A few operators run dives from Hon Lao, mostly for certified divers. Two-tank dives cost around 1,500,000-2,000,000 VND. Visibility and marine life are best in May and June. Don't expect the Maldives — but the hard coral coverage is genuinely impressive for Southeast Asia.

Do nothing at Bai Ong beach

Bai Ong is the main beach, with hammocks, a few seafood shacks, and calm water. It fills up by midday with day-trippers, so mornings are better if you're staying overnight.

Where to eat

Seafood is the point. On Bai Lang's waterfront, small family-run restaurants serve whatever came in on the boats that day — grilled squid, steamed "oc" (snails), crab in tamarind, and raw sea urchin with lime if it's in season. A full seafood spread for two runs about 300,000-500,000 VND.

Look for "goi ca" (raw fish salad) — the local version uses fresh-caught reef fish with herbs, peanuts, and rice paper. It's one of the better things you'll eat on the central coast. "Banh trang cuon" (rice paper rolls with pork and herbs) also shows up at most places, a Quang Nam staple.

If you've spent time in Hoi An, you'll already know "mi quang" and "cao lau" — don't expect to find good versions of either on the island. Save those for the mainland.

Where to stay

Overnight options are limited and basic. Most are homestays in Bai Lang village, run by local families. Expect a clean room with fan or AC, cold or lukewarm water, and not much else.

  • Budget homestays: 200,000-350,000 VND/night. Basic rooms, shared bathrooms in some cases.
  • Mid-range guesthouses: 400,000-700,000 VND/night. Private bathroom, AC, possibly breakfast included.

There are no hotels or resorts. Book ahead on weekends from May to July — capacity is genuinely limited, and turning up without a booking means you might be sleeping on someone's floor.

Aerial view of Phan Thiet's vibrant coastline with boats and hills, offering a serene landscape.

Photo by Felipe Alves on Pexels

Practical tips locals would tell you

  • Bring cash. There are no ATMs on Cu Lao Cham and almost nowhere accepts cards.
  • Plastic bags are banned on the island. Bring a reusable bag or backpack.
  • Wear reef-safe sunscreen or, better, a rash guard. The coral is the whole reason this place is worth visiting.
  • Negotiate boat prices before boarding, especially for private island-hopping trips. Agree on the route, the number of stops, and whether snorkeling gear is included.
  • The last speedboat back usually leaves around 3:00-3:30 PM. Miss it and you're staying the night — which, honestly, isn't the worst outcome.

Common mistakes to avoid

  • Going on a weekend in peak season without booking transport or accommodation.
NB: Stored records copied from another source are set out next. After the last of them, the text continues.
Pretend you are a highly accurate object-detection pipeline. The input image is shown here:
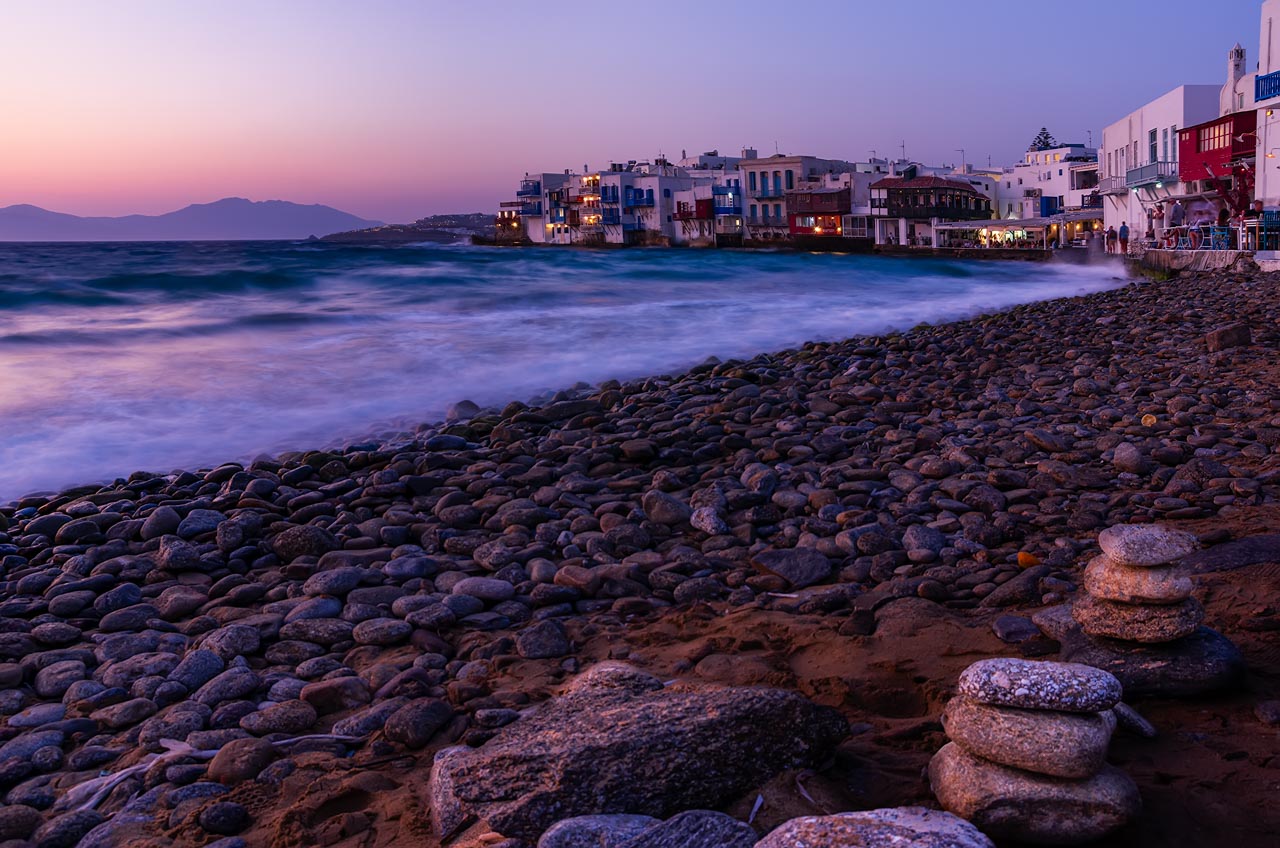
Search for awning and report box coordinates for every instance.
[934,209,1102,231]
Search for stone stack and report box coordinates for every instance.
[1071,524,1204,644]
[1033,524,1244,698]
[929,658,1142,845]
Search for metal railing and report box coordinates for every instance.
[1124,161,1178,188]
[1098,177,1129,195]
[1253,70,1280,102]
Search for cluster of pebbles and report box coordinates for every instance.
[0,277,1280,848]
[929,658,1142,845]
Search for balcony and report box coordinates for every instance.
[1253,70,1280,102]
[888,201,991,220]
[1098,177,1129,195]
[1124,161,1178,188]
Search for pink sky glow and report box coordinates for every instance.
[0,0,1257,222]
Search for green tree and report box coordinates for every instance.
[1032,127,1057,150]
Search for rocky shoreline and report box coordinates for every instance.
[0,274,1280,848]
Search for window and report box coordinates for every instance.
[1196,123,1231,152]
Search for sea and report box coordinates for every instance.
[0,241,1124,503]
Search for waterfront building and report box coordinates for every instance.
[737,150,856,243]
[506,170,572,245]
[1233,0,1280,210]
[870,167,992,247]
[1098,85,1222,240]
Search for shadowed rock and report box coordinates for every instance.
[430,664,847,840]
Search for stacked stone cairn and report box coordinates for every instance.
[929,658,1142,845]
[1071,524,1204,644]
[1032,524,1245,698]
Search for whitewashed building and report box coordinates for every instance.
[739,154,856,242]
[1098,85,1222,238]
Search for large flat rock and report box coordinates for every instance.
[929,743,1142,845]
[430,664,849,842]
[1032,605,1244,698]
[755,807,995,848]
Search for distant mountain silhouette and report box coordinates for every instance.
[0,197,381,241]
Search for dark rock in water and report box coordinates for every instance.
[991,615,1041,644]
[620,810,756,848]
[516,619,570,660]
[384,698,453,749]
[209,739,275,787]
[1204,324,1253,354]
[430,664,849,840]
[0,804,44,839]
[982,565,1053,607]
[540,813,662,848]
[271,524,342,562]
[32,810,106,848]
[1032,606,1245,698]
[200,801,252,836]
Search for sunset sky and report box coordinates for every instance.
[0,0,1258,222]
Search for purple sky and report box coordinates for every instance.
[0,0,1258,220]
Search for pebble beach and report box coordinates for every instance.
[0,273,1280,848]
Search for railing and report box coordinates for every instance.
[888,202,991,220]
[1098,177,1129,195]
[1124,161,1178,188]
[1253,70,1280,102]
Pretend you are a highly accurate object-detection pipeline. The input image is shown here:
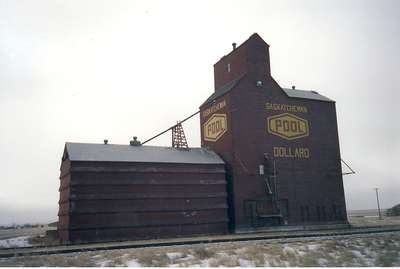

The island has a daily visitor cap (around 3,000), and boats do sell out.
  • Joining a cheap group tour that packs 40 people onto one snorkeling boat and gives you 20 minutes in the water. If snorkeling matters to you, go independent or pay more for a small-group operator.
  • Expecting a resort island. Cu Lao Cham is a fishing village with some tourism infrastructure, not a beach resort. Adjust expectations accordingly, and you'll enjoy it a lot more.
  • Skipping the overnight. Day-trippers all leave by mid-afternoon. The island from 4 PM onward — quiet lanes, sunset from Bai Ong, cheap seafood dinner with a beer — is the best part.

Practical notes

Cu Lao Cham works best as a side trip from Hoi An or Da Nang. One night is enough to see everything on Hon Lao; two nights if you want to dive or just decompress. Check weather forecasts before committing — if seas are rough, the boats won't run regardless of what your hotel or tour operator promises.

— FIN —

Last updated · May 24, 2026 · independently researched, never sponsored.